Behind the Screen at a Wayang Performance

Wayang theatre—Indonesian shadow puppet theatre–is the traditional art form by which epic drama is presented in Indonesia. Years ago I had the immense fortune to watch a wayang drama presented by a master puppeteer at the University of Chicago and the experience was quite extraordinary. In wayang theatre there are many layers of verisimilitude built into the varying levels of theatrical artifice (and into the elaborate & hypnotic music). The shadow puppet stage can be approached from both sides. On the shadow side (which faces the audience) is the cinematic drama of nations, heroes, monsters, maidens, and wise-cracking dwarves. On the other side, behind the screen is the puppeteer himself moving sticks, pulling strings, voicing dozens of characters, and directly animating the whole enterprise. Viewers are encouraged to view both sides since the shifting perspective enhances the enjoyment of the drama. Not only are the puppets beautifully painted and the gamelan orchestra instruments (and musicians) ornate, but thinking about the machinations behind the art provides larger lesson about politics, human affairs, and life.

 

A Niwatakawaca Shadow puppet

A Niwatakawaca Shadow puppet

The master puppeteer was a wizened Javanese sage. He took one look at the audience of American lay-people who were unfamiliar with the George R. R. Martin-esque backstories behind Indonesian epics (to say nothing of 6 syllable Sanskrit names) and his face fell. Nonetheless with a flourish of cymbals and gongs he leapt to his craft. In a mere 5 hours he had explained an incredibly elaborate story, cracked a number of hilarious topical jokes, staged a vast battle, and wrapped everything up in a happy ending (traditional performances can go on for days). Unfortunately he had to take some shortcuts so that we didn’t become hopelessly lost. One of these was the name of the main antagonist. In the Arjunawiwāha, the principle antagonist is an asura (demon) named Niwatakawaca. This nomenclature was clearly not going to fly with the Chicago audience, so the puppeteer made Niwatakawaca into “the flower ogre”.
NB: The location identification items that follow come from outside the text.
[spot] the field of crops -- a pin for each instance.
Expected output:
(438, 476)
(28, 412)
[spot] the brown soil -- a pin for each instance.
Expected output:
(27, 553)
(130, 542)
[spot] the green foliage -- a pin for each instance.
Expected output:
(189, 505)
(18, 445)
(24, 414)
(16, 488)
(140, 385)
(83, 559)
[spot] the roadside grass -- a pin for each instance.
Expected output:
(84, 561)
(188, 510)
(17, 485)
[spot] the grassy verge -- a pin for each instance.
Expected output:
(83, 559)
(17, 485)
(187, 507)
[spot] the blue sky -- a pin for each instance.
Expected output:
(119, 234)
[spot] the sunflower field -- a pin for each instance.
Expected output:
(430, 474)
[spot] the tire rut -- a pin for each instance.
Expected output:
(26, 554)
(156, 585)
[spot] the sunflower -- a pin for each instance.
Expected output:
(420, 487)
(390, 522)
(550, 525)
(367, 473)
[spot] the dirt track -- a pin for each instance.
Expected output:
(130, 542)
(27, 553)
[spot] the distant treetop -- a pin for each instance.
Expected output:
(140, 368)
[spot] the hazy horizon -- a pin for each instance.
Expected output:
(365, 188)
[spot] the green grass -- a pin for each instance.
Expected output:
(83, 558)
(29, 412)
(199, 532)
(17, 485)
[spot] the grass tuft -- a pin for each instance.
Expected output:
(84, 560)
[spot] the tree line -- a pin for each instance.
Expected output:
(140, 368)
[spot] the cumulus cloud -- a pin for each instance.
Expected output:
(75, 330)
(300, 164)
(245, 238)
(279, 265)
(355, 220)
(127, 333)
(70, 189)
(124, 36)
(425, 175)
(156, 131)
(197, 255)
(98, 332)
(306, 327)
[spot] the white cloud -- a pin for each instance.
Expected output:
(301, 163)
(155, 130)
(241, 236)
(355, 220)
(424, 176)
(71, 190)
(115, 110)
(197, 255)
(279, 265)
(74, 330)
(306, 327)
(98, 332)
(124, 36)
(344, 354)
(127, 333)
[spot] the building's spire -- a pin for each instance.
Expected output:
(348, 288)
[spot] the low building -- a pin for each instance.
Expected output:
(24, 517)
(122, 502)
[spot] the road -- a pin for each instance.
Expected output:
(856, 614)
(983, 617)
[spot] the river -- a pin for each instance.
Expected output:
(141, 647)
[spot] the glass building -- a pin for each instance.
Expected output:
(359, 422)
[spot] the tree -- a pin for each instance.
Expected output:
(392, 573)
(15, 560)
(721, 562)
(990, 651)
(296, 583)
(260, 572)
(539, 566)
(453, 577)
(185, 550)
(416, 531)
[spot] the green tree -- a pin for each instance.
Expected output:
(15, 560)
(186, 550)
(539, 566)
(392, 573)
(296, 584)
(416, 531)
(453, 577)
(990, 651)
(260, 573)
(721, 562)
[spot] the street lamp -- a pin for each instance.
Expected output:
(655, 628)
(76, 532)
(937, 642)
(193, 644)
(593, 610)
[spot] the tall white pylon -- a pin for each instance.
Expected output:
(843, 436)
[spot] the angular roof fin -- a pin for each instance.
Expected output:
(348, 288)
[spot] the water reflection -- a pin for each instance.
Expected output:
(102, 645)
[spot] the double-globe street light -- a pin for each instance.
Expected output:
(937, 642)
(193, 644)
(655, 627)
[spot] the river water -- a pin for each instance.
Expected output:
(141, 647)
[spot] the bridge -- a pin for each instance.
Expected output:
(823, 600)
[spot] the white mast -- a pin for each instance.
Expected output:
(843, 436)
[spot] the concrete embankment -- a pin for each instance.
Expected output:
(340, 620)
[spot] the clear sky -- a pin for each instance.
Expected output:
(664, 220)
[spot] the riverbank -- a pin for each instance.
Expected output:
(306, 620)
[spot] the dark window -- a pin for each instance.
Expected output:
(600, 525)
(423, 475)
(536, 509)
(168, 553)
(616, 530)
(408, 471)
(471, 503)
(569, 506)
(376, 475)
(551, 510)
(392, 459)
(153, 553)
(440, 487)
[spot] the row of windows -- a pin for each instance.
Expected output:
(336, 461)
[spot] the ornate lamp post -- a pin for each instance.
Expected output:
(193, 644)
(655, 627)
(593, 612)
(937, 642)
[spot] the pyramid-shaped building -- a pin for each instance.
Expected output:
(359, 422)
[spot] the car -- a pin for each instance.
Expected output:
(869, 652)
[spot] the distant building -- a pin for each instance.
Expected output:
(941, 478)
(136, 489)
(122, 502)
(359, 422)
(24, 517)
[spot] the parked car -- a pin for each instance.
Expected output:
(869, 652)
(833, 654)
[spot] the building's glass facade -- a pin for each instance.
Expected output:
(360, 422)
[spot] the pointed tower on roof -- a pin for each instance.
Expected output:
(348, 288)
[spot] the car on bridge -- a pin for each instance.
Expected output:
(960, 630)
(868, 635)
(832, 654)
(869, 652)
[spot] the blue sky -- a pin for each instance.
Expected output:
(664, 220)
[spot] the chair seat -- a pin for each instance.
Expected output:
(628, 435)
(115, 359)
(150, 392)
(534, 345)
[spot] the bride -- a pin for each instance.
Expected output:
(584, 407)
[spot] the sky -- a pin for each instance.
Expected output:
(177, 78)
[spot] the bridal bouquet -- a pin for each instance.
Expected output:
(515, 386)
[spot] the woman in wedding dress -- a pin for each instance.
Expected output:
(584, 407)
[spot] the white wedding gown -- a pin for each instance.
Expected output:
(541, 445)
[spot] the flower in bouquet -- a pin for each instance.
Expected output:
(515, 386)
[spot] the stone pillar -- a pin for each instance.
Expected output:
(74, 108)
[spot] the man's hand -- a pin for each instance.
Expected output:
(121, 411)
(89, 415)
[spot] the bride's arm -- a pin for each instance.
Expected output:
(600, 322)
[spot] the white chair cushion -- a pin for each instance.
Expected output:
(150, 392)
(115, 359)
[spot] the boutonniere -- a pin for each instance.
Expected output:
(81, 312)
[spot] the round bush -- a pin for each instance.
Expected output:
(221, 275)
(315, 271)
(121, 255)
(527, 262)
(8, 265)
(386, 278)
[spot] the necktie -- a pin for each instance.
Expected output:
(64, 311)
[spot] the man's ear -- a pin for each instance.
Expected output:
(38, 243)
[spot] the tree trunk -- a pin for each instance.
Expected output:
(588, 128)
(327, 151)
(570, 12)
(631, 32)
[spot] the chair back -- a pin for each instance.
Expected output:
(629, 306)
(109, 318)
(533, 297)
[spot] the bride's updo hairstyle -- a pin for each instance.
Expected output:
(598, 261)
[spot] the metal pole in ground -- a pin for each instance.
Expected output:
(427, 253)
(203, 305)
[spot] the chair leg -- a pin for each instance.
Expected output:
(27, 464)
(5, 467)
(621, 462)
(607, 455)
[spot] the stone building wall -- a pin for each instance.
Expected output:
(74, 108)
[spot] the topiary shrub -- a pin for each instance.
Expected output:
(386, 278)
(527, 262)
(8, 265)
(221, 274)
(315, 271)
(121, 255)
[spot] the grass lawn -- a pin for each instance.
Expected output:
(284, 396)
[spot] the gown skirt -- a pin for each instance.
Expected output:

Niwatakawaca harasses Apsaras in his pleasure garden

Niwatakawaca harasses Apsaras in his pleasure garden

Niwatakawaca (aka the flower ogre) is a powerful wicked spirit who disturbs the cosmic harmony and shamefully harasses the pulchritudinous apsaras. As you can see from the above pictures he is a very hedonistic demon (although not without his own love of refinement and aesthetics). I particularly like the picture above which makes him seem exactly like an ogre who loves flowers and beautiful gardens. I suspect the flower ogre represents a lack of self-discipline–but since that is my personal demon as well, I am going to pretend he is just a supernatural monster. In the end of the epic Arjuna, the archer hero must fight the flower ogre in a great epic battle. When I saw the Arjunawiwāha performed, the battle was extraordinary (particularly considering it was all deft puppetry by one man). Flights of arrows were launched. Forests burned and great hosts were slain. Finally Arjuna gained the upper hand. The hero bodily grabbed the recalcitrant demon and hurled him out of the universe. Since this was puppet theatre, it meant that the ogre wayang flew completely out from behind the screen and flipped end over end into the lap of a startled Asian civilization professor. It was one of the best finales I have ever seen in anything anywhere and provided a very fitting end to the flower ogre.